Malawi faces a potential decline in foreign exchange inflows amounting to $177 million (about K310 billion), or 6.3 percent of the country’s annual import bill this year following the cancellation of United States foreign aid, it has emerged.

In its analysis of the economic and welfare implications of the reduction of US foreign assistance in Malawi, International Food Policy Research Institute (Ifpri) says it expects the situation to result in gross domestic product (GDP) loss of $127 million (about K222 billion) this year.

By 2030, Ifpri projects that the six-year cumulative GDP losses will likely amount to $1.3 billion (about K2.3 trillion) with over half-a-million additional people falling into poverty trap.

Reads the analysis in part: “By 2030, Malawi’s economy will be $304 million [about K532 billion] smaller than it would have been in the absence of the US foreign assistance shock.

“The combination of reduced employment opportunities and suppressed wages following the contraction of the service sector and higher costs of living driven by rising import prices affect welfare outcomes in Malawi.”

Ifpri said under the current exchange rate regime, the official rate of the kwacha does not respond to changes in dollar supply, which limits the economy’s ability to self-correct, leading to persistent US dollar shortages.

Based on a list of cancelled and retained awards and information on 2024/25 disbursements, Ifpri estimates that US foreign assistance to Malawi could decline by 59 percent in 2025.

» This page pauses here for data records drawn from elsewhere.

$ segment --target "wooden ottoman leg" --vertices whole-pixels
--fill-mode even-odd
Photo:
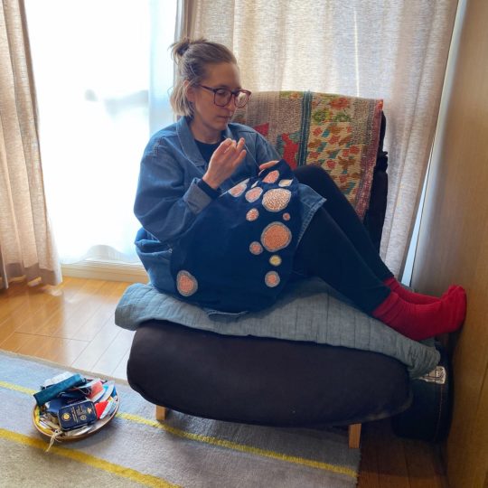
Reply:
[[[156,405],[156,420],[164,420],[166,418],[167,408],[165,407],[161,407],[161,405]]]
[[[358,449],[361,440],[361,424],[349,426],[349,448]]]

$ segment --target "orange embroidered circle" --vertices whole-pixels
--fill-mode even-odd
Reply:
[[[279,178],[279,171],[275,170],[268,173],[264,178],[263,183],[275,183]]]
[[[281,222],[271,222],[261,234],[261,243],[266,250],[276,252],[286,248],[291,242],[290,230]]]
[[[279,266],[281,264],[281,258],[277,254],[274,254],[269,258],[269,264],[273,266]]]
[[[259,187],[251,188],[246,192],[246,200],[249,203],[252,203],[253,202],[256,202],[261,196],[262,192],[263,192],[262,188],[259,188]]]
[[[285,188],[268,190],[263,196],[263,206],[269,211],[279,211],[290,202],[291,192]]]
[[[279,285],[279,275],[276,271],[268,271],[265,276],[265,283],[270,288],[274,288]]]
[[[176,275],[176,288],[183,296],[190,296],[198,290],[198,281],[188,271],[179,271]]]
[[[258,217],[259,217],[259,211],[258,209],[251,209],[246,213],[246,220],[249,221],[256,221]]]
[[[246,188],[248,188],[248,185],[244,182],[242,182],[242,183],[239,183],[239,184],[236,184],[236,186],[232,186],[232,188],[229,190],[229,192],[232,196],[235,196],[237,198],[245,192]]]
[[[249,251],[251,254],[261,254],[261,252],[263,252],[263,247],[257,240],[255,240],[249,244]]]

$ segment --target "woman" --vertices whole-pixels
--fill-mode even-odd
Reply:
[[[136,240],[137,252],[158,290],[207,308],[212,305],[209,297],[220,291],[223,298],[216,308],[239,313],[271,305],[293,277],[318,276],[359,308],[411,339],[432,337],[461,326],[466,308],[462,287],[451,286],[441,298],[402,287],[325,171],[305,166],[283,179],[282,173],[290,170],[284,162],[277,162],[279,156],[271,145],[253,129],[230,123],[236,107],[245,106],[250,92],[242,89],[236,59],[225,46],[203,39],[183,40],[173,45],[173,55],[179,78],[172,105],[183,117],[149,141],[135,204],[136,216],[143,226]],[[279,174],[279,182],[270,174]],[[268,194],[285,195],[295,205],[291,215],[285,211],[287,209],[279,209],[284,211],[280,215],[287,221],[285,223],[277,209],[267,208],[270,211],[260,214],[280,220],[272,224],[286,229],[289,239],[276,248],[282,254],[273,254],[266,246],[263,230],[261,240],[251,243],[256,244],[257,252],[251,245],[250,253],[240,254],[236,260],[240,271],[230,278],[225,266],[211,261],[211,256],[231,260],[239,239],[248,249],[245,226],[249,224],[246,220],[251,220],[249,216],[258,207],[252,207],[254,201],[239,188],[248,190],[251,181],[258,187],[256,194],[266,195],[273,190],[275,193]],[[279,192],[275,187],[283,182],[287,182],[284,184],[289,185],[289,192]],[[232,197],[240,200],[234,202]],[[252,208],[247,206],[249,204]],[[232,215],[239,205],[239,211],[248,211],[246,220],[233,216],[227,221],[227,214]],[[236,220],[244,223],[235,226]],[[234,240],[219,256],[215,249],[221,249],[221,244],[228,238]],[[263,256],[261,243],[270,251],[269,262],[280,271],[267,273],[266,283],[256,278],[264,271],[251,257]],[[190,262],[199,269],[198,279],[187,272]],[[232,295],[235,284],[241,289]],[[243,302],[226,303],[226,296],[239,296]]]

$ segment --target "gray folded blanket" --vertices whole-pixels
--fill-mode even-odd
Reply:
[[[116,324],[133,331],[154,319],[228,335],[308,341],[380,352],[403,362],[411,378],[431,371],[440,359],[436,348],[428,345],[433,341],[422,343],[408,339],[339,300],[315,278],[289,285],[272,307],[238,317],[209,316],[198,306],[159,293],[151,285],[131,285],[117,306]]]

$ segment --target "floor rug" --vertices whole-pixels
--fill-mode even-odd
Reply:
[[[117,381],[120,408],[90,437],[48,443],[33,394],[61,365],[0,352],[0,486],[352,487],[360,453],[347,430],[218,422],[155,408]]]

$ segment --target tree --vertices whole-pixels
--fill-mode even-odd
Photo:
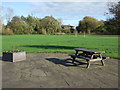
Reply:
[[[109,3],[109,15],[113,15],[112,18],[108,18],[105,25],[107,26],[107,30],[110,34],[120,34],[118,30],[120,30],[120,1],[117,3]]]
[[[52,16],[46,16],[41,19],[41,30],[45,30],[47,34],[54,34],[56,32],[60,32],[61,25],[59,20]]]
[[[78,31],[87,32],[90,34],[91,31],[94,31],[96,28],[102,25],[104,25],[103,22],[98,21],[97,19],[93,17],[86,16],[83,18],[83,20],[79,21],[79,25],[77,26],[76,29]]]
[[[10,28],[14,34],[31,34],[33,29],[21,18],[14,16],[7,24],[7,28]]]

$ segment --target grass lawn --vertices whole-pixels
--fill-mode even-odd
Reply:
[[[106,51],[104,55],[118,56],[118,35],[4,35],[2,51],[19,50],[32,52],[75,53],[74,48],[87,48]]]

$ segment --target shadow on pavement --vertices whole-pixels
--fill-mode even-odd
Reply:
[[[74,63],[72,63],[72,59],[68,58],[68,59],[58,59],[58,58],[46,58],[46,60],[50,61],[50,62],[53,62],[55,64],[61,64],[61,65],[64,65],[64,66],[78,66],[78,65],[84,65],[86,64],[85,62],[80,62],[80,61],[77,61],[75,60]]]

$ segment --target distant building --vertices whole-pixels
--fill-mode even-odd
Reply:
[[[74,26],[71,25],[61,25],[63,30],[74,30]]]

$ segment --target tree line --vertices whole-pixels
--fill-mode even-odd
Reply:
[[[79,21],[78,26],[72,31],[63,30],[61,19],[56,19],[53,16],[45,16],[37,18],[31,15],[27,17],[14,16],[12,20],[7,22],[7,25],[2,25],[3,35],[13,34],[56,34],[56,33],[95,33],[95,34],[120,34],[120,2],[112,3],[109,7],[109,15],[106,21],[99,21],[94,17],[85,16]]]

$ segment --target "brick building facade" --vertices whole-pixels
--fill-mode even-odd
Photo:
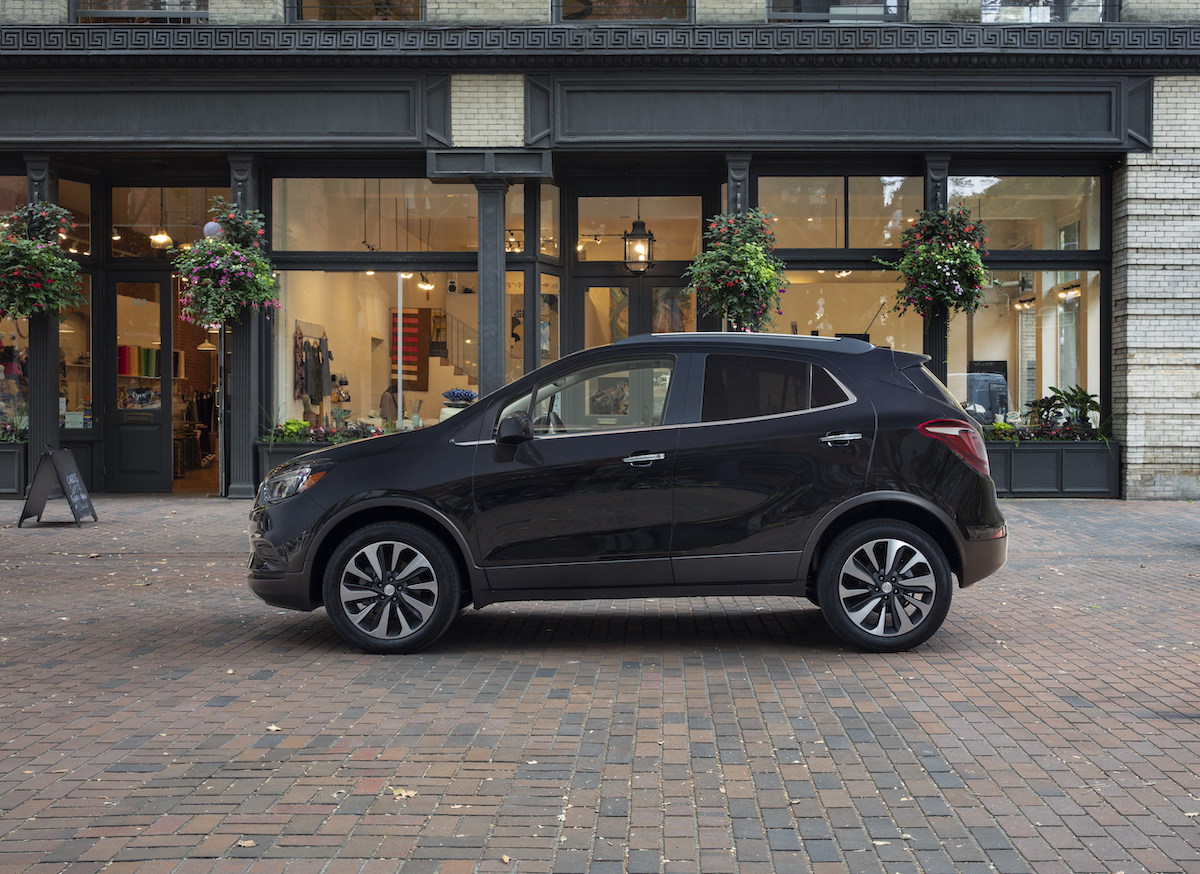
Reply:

United States Agency for International Development (USAid), the hitherto biggest development agency on the planet, was giving $350 million (about K630 billion) to Malawi annually, according to the US State Department.

That amount is equivalent to roughly 12 percent of the 2024/2025 National Budget and represents just over a third of the country’s annual export earnings, according to Ifpri calculations.

Following the aid cut, Reserve Bank of Malawi (RBM) said it is devising strategies to cushion the economy from the impact of the temporary ban on foreign aid imposed by the US.

RBM spokesperson Boston Maliketi Banda is on record as having said the temporary ban on foreign aid is a concern for many developing countries, including Malawi.

“This is one of the reasons the governor [of RBM] has embarked on an engagement drive with key stakeholders to collaboratively develop practical and implementable strategies to address such shocks and sustainably address the forex supply shortages in the country,” he said.

Catholic University economics lecturer Greenson Nyirenda said in an interview on Wednesday that the loss could worsen the country’s foreign exchange crisis, which has dampened forex reserves to less than three months of import cover.

“The funding by international organisations remains one of the significant sources of forex for countries such as Malawi that have low exportation capacity. This will hit them hard,” he said.

Scotland-based Malawian economist Velli Nyirongo warned that reduction in foreign exchange reserves could weaken the government’s ability to meet external obligations and destabilise the exchange rate.

As of January 31 2025, the country’s total foreign exchange reserves increased by 7.5 percent to $570.6 million (about K1 trillion) from $530.9 million (about K929 billion) in December 2024.

The import cover improved to 2.3 months from 2.1 months during the period under review.

Whiile during the same period the previous year, the total foreign exchange reserves were at $576.7 million (about K1 trillion), which translated to 2.3 months of import covr.

In December last year, the Malawi Government introduced a new set of foreign exchange controls that would require public institutions, including research institutions and public universities with donor-funded projects to open foreign-currency denominated accounts at RBM.